パナソニックデバイスSUNXは、第2四半期累計ベースで過去最高の売上高を達成。カスタム部品と大口受注が貢献し、海外は中国が牽引。スマホ製造設備関連向けに売上が好調で、現地通貨ベースで前年18%増となった。
セグメント別では、センシングコントロールの売上高が同1.6%増の143億円、営業利益は27億円。プロセッシング機器の売上高は同1.2%減の47億円、営業利益は1300万円。Eco・カスタムの売上高は同2.2%増の37億円、営業利益は1億円となった。
IDECは、イネーブル装置など安全関連製品や防爆関連製品が堅調。

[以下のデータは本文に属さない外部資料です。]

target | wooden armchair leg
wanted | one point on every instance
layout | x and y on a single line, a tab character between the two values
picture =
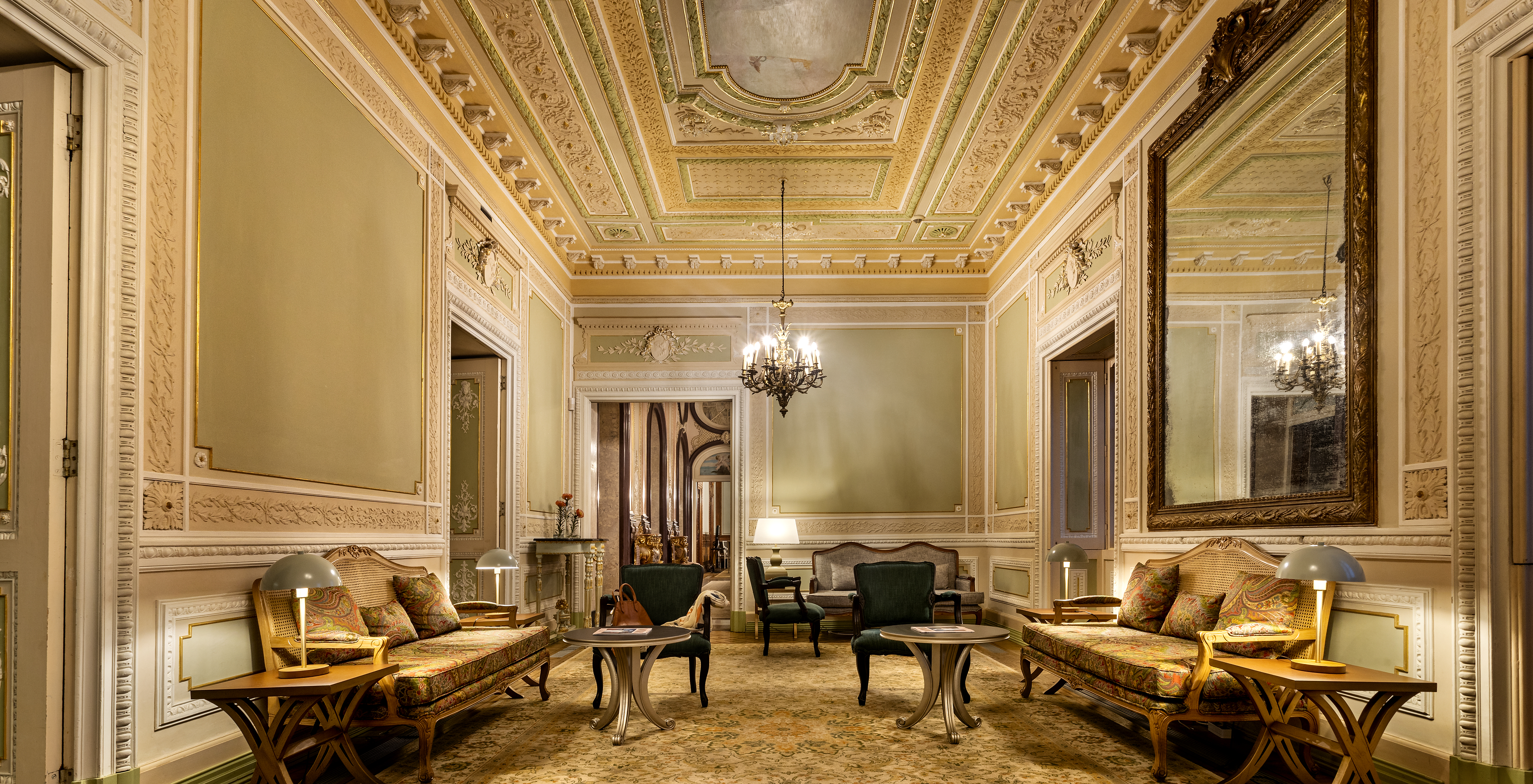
862	674
428	733
595	669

製品別では、制御機器製品は安全関連製品が好調だったが、制御用操作スイッチなどが売上減少。制御装置およびFAシステム製品は、自動認識製品の売上は減少したが、プログラマブルコントローラが好調。制御用周辺機器製品は、スイッチング電源などの売上が減少。防爆・防災関連機器製品は、防爆形操作盤などの売上が堅調に推移。その他は、パワーコンディショナーが伸長したが、環境関連事業全体としては減少した。通期では前提為替レートの見直しにより売上高410億円、営業利益32億円に修正した。
日立製作所の社会・産業システムの売上高は同8%増の1兆298億円。営業利益は17億円減の150億円となった。鉄道システム事業が英国向けで売上を拡大したほか、海外の鉄道関連会社の買収により大幅な増収となった。

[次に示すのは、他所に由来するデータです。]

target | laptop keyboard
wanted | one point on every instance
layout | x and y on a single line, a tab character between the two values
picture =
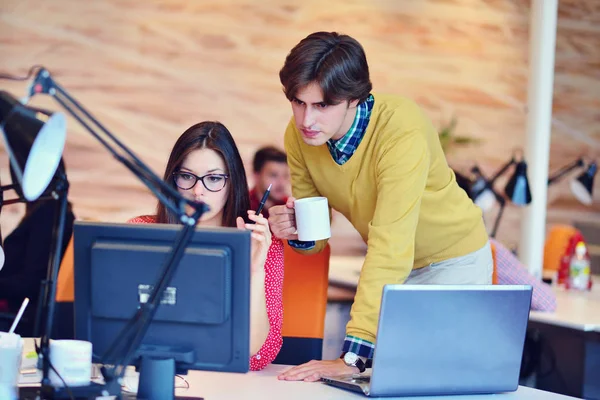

パナソニック オートモーティブ&インダストリアルシステムズの売上高は同8%減の6330億円、営業利益は202億円、純利益は469億円となった。インダストリアルは車載、産業向けが堅調だったが、テレビ向け液晶パネルの縮小や光ディスクドライブの事業終息の影響で減収。ファクトリーソリューションは産業インフラ向け実装機や統合フロアマネジメントシステムが伸長して増収となった。
2017年3月期第2四半期(累計)単位:億円
売上高 営業利益 純利益
日立製作所 43,537 ▲9.4% 2,328 ▲15.0% 1,135 16.3%
パナソニック 34,955 ▲7.0% 1,446 ▲28.0% 1,199 8.0%
東芝 25,790 ▲4.0% 968 1,153 309.0%
三菱電機 19,723 ▲4.0% 1,217 ▲4.0% 883 ▲5.0%
オムロン 3,716 ▲10.1% 259 ▲21.5% 158 ▲35.2%
富士電機 3,515 ▲0.8% 58 ▲14.7% 0 ▲99.5%
キーエンス※ 1,984 5.8% 1,035 3.2% 698 4.3%
安川電機 1,876 ▲9.8% 138 ▲27.2% 86 ▲28.4%
横河電機 1,846 ▲8.7% 145 ▲29.1% 103 ▲35.7%
アズビル 1,176 3.1% 49 39.1% 23 33.6%
パナソニックデバイスSUNX 228 1.1% 19 ▲16.5% 12 ▲24.6%
IDEC 202 ▲6.5% 15 ▲4.1% 8 ▲12.9%
※定款変更による変則決算のため、同社資料より作成
好業績一転、為替の逆風
各社の2015年度決算における為替レートは1ドル120円前後。各社が円安を追い風に好業績を連発したが、今期は一転して1ドル105〜110円の円高で推移し、為替の逆風を受ける結果となった。
三菱電機の15年度通期の売上計上レートは1ドル121円。今期の第2四半期累計では107円となり、為替の影響だけで売上高に対して約1270億円の減少となった。同様に、東芝は全社で売上2050億円、パナソニックは1622億円が減る結果となった。また横河電機は受注で211億円、売上198億円のマイナス、富士電機は売上146億円、安川電機は営業利益で109億円、オムロンも営業利益で84億円減少。IDECは純利益1.3億円の打撃を受けた。